The micro-segmentation planning topology shows all the flows that are present in your environment by dividing the flows into segments.

In vRealize Network Insight , a flow is a 4-tuple. It includes:

  • source IP

  • destination IP

  • destination port

  • protocol

You can analyze the flows by selecting scope and segment them accordingly based on entities such as VLAN/VXLAN, Security Groups, Application, Tier, Folder, Subnet, Cluster, VM, Port, Security Tag, Security Group, and IPSet. The blue lines denote the outgoing flows, the green lines denote the incoming flows, and the yellow lines denote the flows that are bidirectional. You can click any of the segments to view its details.

The VMs that are outside the selected scope are grouped as Other Entities in the micro-segmentation planning topology.

You can also analyze the flows by creating subgroups as per Physical, Other Virtual, and Internet categories.

Each group is expanded into a wedge. In the following topology, the wedge for Physical group is seen.

There is also a Traffic Distribution pin that shows the amount of traffic that is flowing in different parts of your data center.

The Flows pin shows that the flows for different time intervals segregated by ports. You can either view all the flows or view the flows between two entities. You can filter the flows by Allowed and Blocked flows. Flows can be viewed by either Total Bytes or by Allowed Session Count. For the flows that are protected by a firewall, a Protected by Firewall sign is used to denote that the flows in that port that are protected by a firewall.

Application-Centric Micro-Segmentation

An application is a collection of tiers. Each tier in an application is a collection of VMs based on the user-defined filter criteria. The applications allow you to create a hierarchical group of VMs and visualize traffic/flows between the tiers of the same application. The traffic/flows can be visualized between applications.

To add application:

  1. In the Search box, type application, and press Enter.

  2. Click Add Application.

  3. On the Add Application page, in the Application Name box, type a name for the application, which you want to create.

  4. In the Tier section, type a name of the tier, which you want to create under Application (parent level). You can create a tier for VMs or physical machines as per requirements.

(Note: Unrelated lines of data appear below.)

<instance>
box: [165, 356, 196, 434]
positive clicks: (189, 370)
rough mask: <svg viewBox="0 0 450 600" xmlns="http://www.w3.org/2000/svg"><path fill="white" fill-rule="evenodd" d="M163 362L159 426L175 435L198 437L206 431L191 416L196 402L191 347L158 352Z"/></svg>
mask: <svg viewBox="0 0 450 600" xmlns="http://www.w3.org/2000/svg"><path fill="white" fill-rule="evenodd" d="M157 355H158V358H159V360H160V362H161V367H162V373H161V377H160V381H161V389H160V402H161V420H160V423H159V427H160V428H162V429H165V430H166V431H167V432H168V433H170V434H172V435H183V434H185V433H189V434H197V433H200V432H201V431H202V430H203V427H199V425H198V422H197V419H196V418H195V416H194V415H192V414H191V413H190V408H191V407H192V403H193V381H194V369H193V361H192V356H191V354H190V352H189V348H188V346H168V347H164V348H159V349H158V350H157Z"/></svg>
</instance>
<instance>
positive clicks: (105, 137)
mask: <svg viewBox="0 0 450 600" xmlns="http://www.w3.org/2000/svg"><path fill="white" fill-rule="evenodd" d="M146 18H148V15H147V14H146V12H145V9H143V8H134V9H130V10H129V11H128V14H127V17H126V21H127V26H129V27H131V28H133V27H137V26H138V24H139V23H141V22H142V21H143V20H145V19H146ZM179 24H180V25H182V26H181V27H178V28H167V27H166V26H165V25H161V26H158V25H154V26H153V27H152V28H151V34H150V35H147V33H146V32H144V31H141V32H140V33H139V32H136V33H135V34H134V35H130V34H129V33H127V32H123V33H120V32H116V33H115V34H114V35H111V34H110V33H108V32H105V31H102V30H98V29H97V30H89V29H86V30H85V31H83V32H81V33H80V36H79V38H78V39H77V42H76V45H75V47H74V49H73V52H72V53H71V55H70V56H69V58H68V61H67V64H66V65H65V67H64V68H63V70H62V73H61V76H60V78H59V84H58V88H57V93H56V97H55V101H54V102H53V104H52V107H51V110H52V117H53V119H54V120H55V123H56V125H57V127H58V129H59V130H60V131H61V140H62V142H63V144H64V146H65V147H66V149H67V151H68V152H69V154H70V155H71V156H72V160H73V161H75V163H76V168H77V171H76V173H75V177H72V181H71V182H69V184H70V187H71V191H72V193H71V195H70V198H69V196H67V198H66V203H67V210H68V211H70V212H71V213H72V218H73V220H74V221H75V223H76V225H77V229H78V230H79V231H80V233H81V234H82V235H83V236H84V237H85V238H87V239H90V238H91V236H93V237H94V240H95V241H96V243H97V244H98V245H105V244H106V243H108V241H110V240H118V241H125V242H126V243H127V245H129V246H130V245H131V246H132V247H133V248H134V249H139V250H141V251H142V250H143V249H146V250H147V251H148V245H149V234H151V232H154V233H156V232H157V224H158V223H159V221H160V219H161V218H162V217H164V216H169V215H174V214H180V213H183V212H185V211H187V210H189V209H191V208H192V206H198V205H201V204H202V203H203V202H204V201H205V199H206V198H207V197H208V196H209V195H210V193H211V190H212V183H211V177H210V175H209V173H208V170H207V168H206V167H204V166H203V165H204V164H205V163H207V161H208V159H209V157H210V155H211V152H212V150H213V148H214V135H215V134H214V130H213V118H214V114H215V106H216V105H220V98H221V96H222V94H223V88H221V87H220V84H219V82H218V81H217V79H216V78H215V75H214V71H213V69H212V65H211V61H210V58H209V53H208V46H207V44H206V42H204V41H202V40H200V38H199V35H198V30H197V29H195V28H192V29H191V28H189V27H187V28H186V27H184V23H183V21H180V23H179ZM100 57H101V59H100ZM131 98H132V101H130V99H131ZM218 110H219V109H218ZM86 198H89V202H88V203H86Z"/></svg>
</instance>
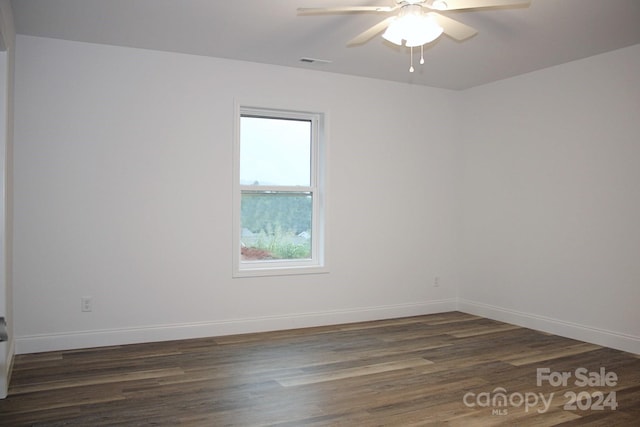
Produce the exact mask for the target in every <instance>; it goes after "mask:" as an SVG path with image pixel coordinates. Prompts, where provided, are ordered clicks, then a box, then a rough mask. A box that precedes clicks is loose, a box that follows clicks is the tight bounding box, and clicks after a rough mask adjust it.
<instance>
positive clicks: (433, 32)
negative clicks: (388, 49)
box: [382, 5, 444, 47]
mask: <svg viewBox="0 0 640 427" xmlns="http://www.w3.org/2000/svg"><path fill="white" fill-rule="evenodd" d="M443 31H444V30H443V28H442V27H441V26H440V25H438V23H437V22H436V20H435V19H434V18H433V17H432V16H431V15H428V14H427V15H425V14H424V13H422V7H420V6H418V5H408V6H405V7H403V8H402V10H401V11H400V15H398V17H397V18H395V19H394V20H393V21H391V23H390V24H389V26H388V27H387V30H386V31H385V32H384V34H383V35H382V38H384V39H385V40H387V41H390V42H391V43H393V44H397V45H398V46H402V40H405V46H407V47H416V46H422V45H425V44H427V43H431V42H432V41H434V40H435V39H437V38H438V37H440V35H441V34H442V32H443Z"/></svg>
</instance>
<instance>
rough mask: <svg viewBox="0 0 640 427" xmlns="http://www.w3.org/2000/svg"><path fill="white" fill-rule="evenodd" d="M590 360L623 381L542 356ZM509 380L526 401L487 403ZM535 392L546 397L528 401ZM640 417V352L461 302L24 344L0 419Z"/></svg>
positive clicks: (255, 423) (420, 418) (395, 420)
mask: <svg viewBox="0 0 640 427" xmlns="http://www.w3.org/2000/svg"><path fill="white" fill-rule="evenodd" d="M579 367H583V368H585V369H587V370H588V371H589V372H599V370H600V369H601V368H605V369H606V370H607V371H611V372H615V373H616V374H617V376H618V381H617V382H616V384H615V385H614V386H607V387H602V386H589V387H581V386H579V385H576V384H575V378H572V380H571V381H568V382H567V384H566V385H560V386H558V385H551V384H550V383H548V382H546V383H544V384H541V385H538V384H537V382H536V372H537V371H536V369H537V368H547V369H549V370H550V371H552V372H571V373H572V374H575V370H576V369H577V368H579ZM571 392H573V393H576V394H578V393H581V392H582V393H583V398H585V396H586V395H584V393H589V397H590V396H592V395H593V396H596V394H597V393H598V392H606V393H610V392H615V393H616V399H617V404H618V407H617V408H616V410H615V411H613V410H591V409H582V410H568V409H566V407H565V405H566V403H567V398H566V396H565V393H571ZM499 393H503V394H504V395H505V396H509V397H510V398H514V396H515V400H514V401H513V402H511V403H509V404H508V405H506V406H500V405H498V404H495V405H491V404H488V405H487V404H484V403H483V402H486V401H483V400H482V399H483V398H486V397H487V396H489V399H491V397H492V396H493V397H496V395H497V394H499ZM594 393H596V394H594ZM534 394H536V395H538V396H543V397H545V398H546V399H548V400H549V406H548V407H544V406H542V405H541V404H538V406H535V407H532V408H528V410H526V409H525V407H524V405H517V403H518V402H519V401H518V400H517V397H518V395H522V396H529V397H531V396H533V395H534ZM483 396H484V397H483ZM465 399H466V400H465ZM495 402H500V401H494V403H495ZM582 402H586V400H583V401H582ZM543 409H544V410H543ZM638 419H640V358H638V355H634V354H629V353H625V352H621V351H617V350H613V349H610V348H605V347H600V346H596V345H592V344H587V343H583V342H579V341H575V340H571V339H567V338H562V337H558V336H555V335H552V334H548V333H542V332H537V331H533V330H531V329H526V328H520V327H517V326H514V325H509V324H505V323H502V322H497V321H494V320H490V319H484V318H482V317H478V316H472V315H468V314H464V313H458V312H451V313H440V314H434V315H428V316H415V317H408V318H401V319H389V320H381V321H375V322H359V323H353V324H347V325H335V326H323V327H318V328H308V329H295V330H289V331H276V332H266V333H257V334H246V335H235V336H227V337H211V338H202V339H194V340H184V341H170V342H160V343H148V344H135V345H123V346H111V347H102V348H92V349H80V350H70V351H57V352H50V353H41V354H26V355H18V356H16V358H15V362H14V370H13V377H12V381H11V385H10V389H9V396H8V398H7V399H4V400H0V425H2V426H5V425H6V426H14V425H15V426H22V425H38V426H63V425H65V426H66V425H78V426H113V425H124V426H136V425H142V426H145V425H166V426H176V425H187V426H242V427H245V426H296V427H298V426H349V427H351V426H358V427H360V426H365V427H366V426H379V425H385V426H440V425H448V426H465V427H466V426H474V425H477V426H483V427H484V426H492V425H499V426H512V425H519V426H555V425H566V426H578V425H580V426H582V425H590V426H614V425H615V426H636V427H637V425H638V424H637V420H638Z"/></svg>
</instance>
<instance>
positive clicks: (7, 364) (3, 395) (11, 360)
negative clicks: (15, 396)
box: [0, 339, 15, 399]
mask: <svg viewBox="0 0 640 427" xmlns="http://www.w3.org/2000/svg"><path fill="white" fill-rule="evenodd" d="M14 342H15V341H14V340H13V339H9V341H4V342H2V343H0V351H5V349H7V347H8V349H7V350H6V356H5V357H6V360H4V363H2V364H0V368H1V369H2V372H0V399H5V398H6V397H7V394H8V393H9V381H10V379H11V371H12V370H13V356H14V349H15V345H14Z"/></svg>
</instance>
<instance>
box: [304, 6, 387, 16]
mask: <svg viewBox="0 0 640 427" xmlns="http://www.w3.org/2000/svg"><path fill="white" fill-rule="evenodd" d="M396 8H397V7H386V6H354V7H324V8H322V7H299V8H298V14H299V15H316V14H324V13H326V14H329V13H349V12H391V11H393V10H395V9H396Z"/></svg>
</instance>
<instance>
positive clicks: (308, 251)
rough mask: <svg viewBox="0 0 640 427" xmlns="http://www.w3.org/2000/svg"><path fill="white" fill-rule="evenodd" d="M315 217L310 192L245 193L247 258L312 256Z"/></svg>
mask: <svg viewBox="0 0 640 427" xmlns="http://www.w3.org/2000/svg"><path fill="white" fill-rule="evenodd" d="M311 219H312V199H311V194H309V193H267V194H264V193H251V192H248V193H243V195H242V207H241V219H240V221H241V223H242V236H241V241H242V248H241V253H242V255H243V259H245V260H267V259H299V258H310V257H311Z"/></svg>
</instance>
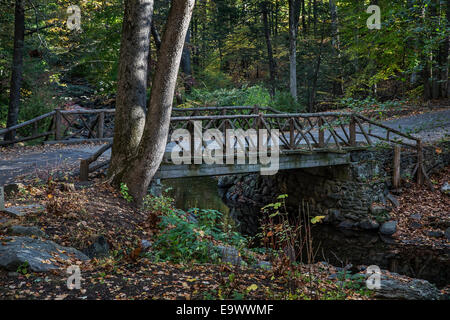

  5. In the Virtual Machines/IP Addresses box, select the appropriate VMs by any of the following conditions:

    • VM PROPERTIES

      • VM Names - Name of the VMs, which you want to group in the tier you are creating

      • IP Addresses - IP Addresses of the VMs or physical machines, which you want to group in the tier you are creating. The count of the IP addresses is shown at the right side of the field.

      • VMs with Service Ports - Service ports of the VMs, which you want to group in the tier you are creating

      • Custom Search - It is an open search

    • VMs IN

      • Application - Select this option if the VMs are located in any previously created application

      • Cluster - Select this option if the VMs are located in any cluster

      • Folders - Select this option if the VMs are located in any folder

      • VXLAN - Select this option if the VMs are located in any VXLAN

      • VLAN - Select this option if the VMs are located in any VLAN

    Note:

    For entering multiple values, set apart the individual values by comma.

    Optional: In case, you want to create multiple tiers under one application, click Add Tier.

  6. Select Analyze Flows to view the flows before you finally add the application. You will be able to see the tiers based on VMs or physical addresses accordingly.

  7. Click Save to create the application.

Exporting Rules

You can export rules as XML for the entire topology. You can find this option in the Micro-Segmentation Planning page as follows:

You can also export rules related to the underlying security groups belonging to multiple NSX managers. And then you can import these rules directly into NSX.